The funding request includes a $5,000 supplement for a judge salary (the state pays a judge's salary); $83,356 for salaries of two court reporters and $15,000 for office equipment. That could be altered to having one court reporter and one bailiff, Newton said.

In a July 18 letter to the Council, Sarah Mullican, judge of Vigo Circuit/Superior Court Division 3, said to address growing cases, the courts have established six problem solving courts, three of which are certified by the Indiana Supreme Court. The problem solving courts include Veterans Court, Adult Drug Court, Adult Mental Health Court, Family Recovery Court, Juvenile Drug Court and Commercial Court.

"Recently the Vigo County Courts created the Office of Court Services placing adult and juvenile probation, as well as pretrial services, under one umbrella to share resources and services," Mullican wrote. "In cooperation with the Vigo County Courts, Vigo County Community Correction expanded its work release program to treat participants who suffer from both substance abuse and mental health issues. The new treatment program at Community Correction is commonly referred to as 'dual diagnosis,' and is the first of its kind in the state of Indiana."

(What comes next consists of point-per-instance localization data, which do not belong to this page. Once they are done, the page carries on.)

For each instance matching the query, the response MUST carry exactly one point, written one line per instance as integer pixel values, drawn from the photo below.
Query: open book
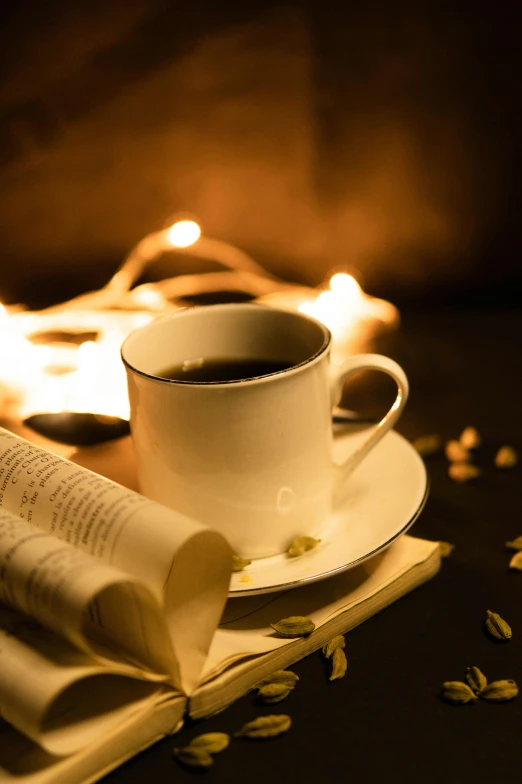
(109, 618)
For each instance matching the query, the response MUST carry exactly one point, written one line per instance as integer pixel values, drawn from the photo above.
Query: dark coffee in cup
(221, 369)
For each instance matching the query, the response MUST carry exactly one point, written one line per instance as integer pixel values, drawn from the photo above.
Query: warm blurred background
(382, 138)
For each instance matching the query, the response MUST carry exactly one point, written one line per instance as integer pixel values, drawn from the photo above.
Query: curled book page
(57, 695)
(180, 564)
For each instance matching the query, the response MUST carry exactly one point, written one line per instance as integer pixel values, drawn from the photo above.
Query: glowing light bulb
(183, 234)
(345, 285)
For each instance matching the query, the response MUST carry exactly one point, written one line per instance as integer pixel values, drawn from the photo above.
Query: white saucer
(387, 493)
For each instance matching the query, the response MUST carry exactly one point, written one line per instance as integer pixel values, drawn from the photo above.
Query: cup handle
(339, 374)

Mullican said the courts have used a senior judge to help on juvenile cases, however, that judge will not be available after the end of this year, which in part led to the effort to establish a new court.

Newton said changes to the Vigo County court system would require action from the Indiana General Assembly, with Wabash Valley representatives likely to introduce legislation in the 2023 session, then seek funding and approval from the state legislature in 2024.

The County Council is scheduled to meet at 5 p.m. Tuesday at the Vigo County Government Center at 127 Oak St. The meeting is the council's "Sunshine Session" in which public comment is received. The council is then slated to vote on items at its Aug. 8 meeting.